1 ) Using Docker desktop, you do not need to start the docker service from a WSL2 machine.
2 ) docker ps works on Windows with Docker desktop
3 ) There are docker-desktop and docker-desktop-data WSL 2 machines but not for running docker commands
4 ) You can enable “WSL intergation” so the Docker desktop makes “docker” command available but you will not have any docker service inside that machine. Docker has a client and a server. The latter is in another machine (“docker-desktop”)
5 ) If you use Docker Desktop, you start and restart the service from Windows

The second part of the original post

Using the GPU in a WSL2 machine is a relatively new feature. I heard about it but never actually tried yet. I tried it on Linux hosts with NVIDIA GPU but I had to install the cuda driver on the host.

If you tried to test the GPU support after reading WSL 2 GPU Support is Here - Docker Blog that works for me now running the docker command from powershell and NOT from WSL2. I have to add that I have Windows 11.
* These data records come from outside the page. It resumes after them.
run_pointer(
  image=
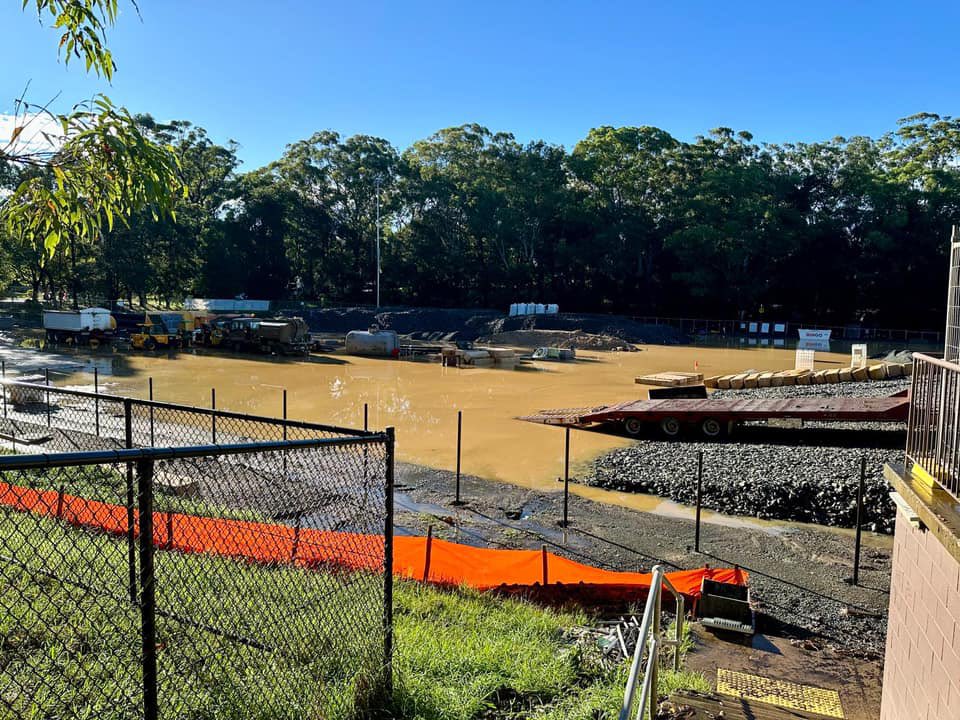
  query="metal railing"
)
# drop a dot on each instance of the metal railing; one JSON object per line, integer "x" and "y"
{"x": 650, "y": 639}
{"x": 933, "y": 426}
If you want to install the docker daemon inside WSL2, then try to follow the instructions of NVIDIA: CUDA on WSL :: CUDA Toolkit Documentation

1 Like

Small note to add:
Docker Desktop release notes indicate that experimental support for GPU workloads was added in 3.1.0, but is not mentioned to be final in any later version. It is either still an experimental feature or less likely docker forgot to mention it beeing final in later releases :slight_smile:

Ofc this feature still requires WSlg, either provided by WSL2 in Win11 or the Windows 10 Insider preview.

Thanks for your clarification. As a beginner in Docker, if I simply want to use multiple CUDA versions for different deep learning models (because of dependency issues), would you recommend me to follow Nvidia and install Docker for Linux distributions in WSL2, or just use the Docker Desktop in Windows?
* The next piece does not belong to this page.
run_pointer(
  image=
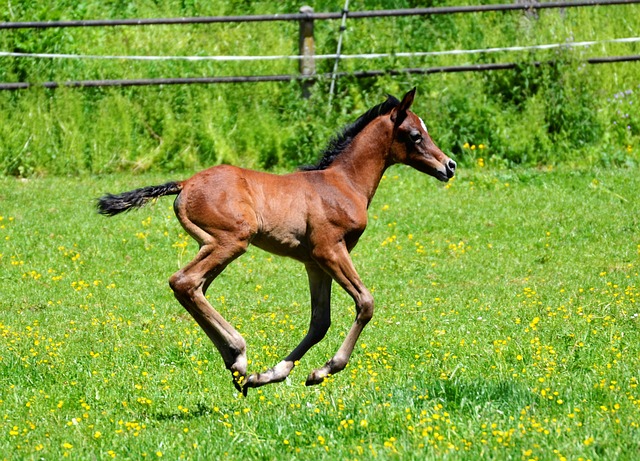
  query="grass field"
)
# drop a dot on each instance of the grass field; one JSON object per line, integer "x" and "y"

I would recommend to try and choose whatever is best for you :slight_smile: As a Linux user I choose linux hosts when I want to make better use of hardware resources in Linux containers. If I need to use Windows host, I always use WSL2 but that’s me and I have never configured CUDA inside WSL2 without Docker Desktop. So if you can, use a linux host. If you can’t use a linux host, try to use WSL2. If you can’t configure WSL2 on Windows or you yust don’t like it for some reason, use Docker Desktop for Windows. If Docker Desktop for Windows doesn’t work as you expect, for example you experience performance issues, use WSL2. If you have still bad performance, use a linux host.